A three-star Iowa recruit decommitted from the program on Monday in the wake of racial discrimination allegations and the threat of a $20 million lawsuit from several former Black players.
Cornerback Jordan Oladokun, a three-star recruit out of Tampa, Florida, committed to the Hawkeyes in April, and then recommitted to them in June after briefly decommitting. Oladokun announced on social media on Monday that he has once again decommitted, this time citing the allegations against longtime coach Kirk Ferentz and his program — something that has clouded the team for months.
“Right now we’re going through one of the hardest things in this world and that’s racism,” he wrote, in part. “I feel like I wouldn’t be doing my part if [I] stood around and stayed pretending like these issues are not occurring.”
Oladokun cites $20 million demand
Eight former Black Iowa football players sent a letter to the school earlier this month demanding $20 million in compensation and that Ferentz; his son and offensive coordinator, Brian Ferentz; and athletic director Gary Barta all lose their jobs, among other things.

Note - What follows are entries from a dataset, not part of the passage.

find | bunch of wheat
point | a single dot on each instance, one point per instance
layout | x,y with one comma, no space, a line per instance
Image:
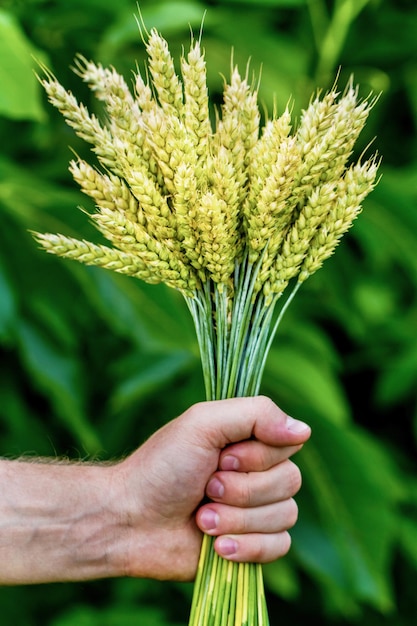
225,211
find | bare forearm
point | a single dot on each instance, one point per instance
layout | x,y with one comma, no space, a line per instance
57,522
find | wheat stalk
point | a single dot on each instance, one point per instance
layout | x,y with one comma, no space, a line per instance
228,213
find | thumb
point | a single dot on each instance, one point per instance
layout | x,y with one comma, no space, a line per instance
222,422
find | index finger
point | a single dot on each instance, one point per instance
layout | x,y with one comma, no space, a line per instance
254,456
222,422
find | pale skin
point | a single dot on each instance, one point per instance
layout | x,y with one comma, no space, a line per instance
144,516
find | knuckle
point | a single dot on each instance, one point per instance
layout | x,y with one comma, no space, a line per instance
265,404
294,477
292,516
285,543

Dozens of former Iowa players have spoken out in recent months about their experiences playing under Ferentz — the longest-tenured coach in college football. Many said they felt they were treated unfairly because of their skin color, and several complaints were directed specifically toward longtime strength coach Chris Doyle. Doyle later reached a separation agreement with the school.
Ferentz admitted that he had a “blind spot” in his program earlier this summer, and pledged to help improve the culture within the program.
The school responded to the players and rejected their demands.
“I am disappointed to receive this type of demand letter,” Ferentz said in a statement on Sunday night. “Due to the threat of litigation, I am not able to address the specific comments made by our former players. As you know, this past summer we made adjustments to create a more inclusive and welcoming environment for all of our student-athletes. These changes include both policies and rules, as well as an expanded leadership council of current players and a new advisory committee comprised of former players.
“I am deeply committed to helping everyone who joins the Hawkeye Football program reach their full potential on and off the field. My focus is now on our current players who are preparing for our first game this Saturday.”
Oladokun specifically cited the threat of a lawsuit from the former players when making his decision to decommit, saying it made him uncomfortable.
“It made me worry a little bit as a recruit that someone, if there’s a $20 million lawsuit going out, in my opinion some of the things have to be true or some of the things are just getting a little bit sketchy,” Oladokun said, via ESPN. “I don’t really think I should say what I asked [the Iowa coaches], but some of the things weren't being answered. I was trying to figure out what was going on and they just weren’t getting answered, so I felt like it was time for me to do what I needed to do and decommit.”
Oladokun said he had spoken with other recruits about the allegations against the program, but that they were OK staying committed despite the letter from the former athletes.
“I was like, ‘Hey, how are you feeling about this whole situation and some of them were, I’m not going to say they were feeling like it was OK, but there wasn’t really a big deal about it, they were just going to see,” Oladokun said, via ESPN. “With signing day coming up with me, I didn’t want to wait too long and say things are true, then I’m stuck or we’re all stuck. It’s about two months away from signing day, so I can get everything right and find my new home.”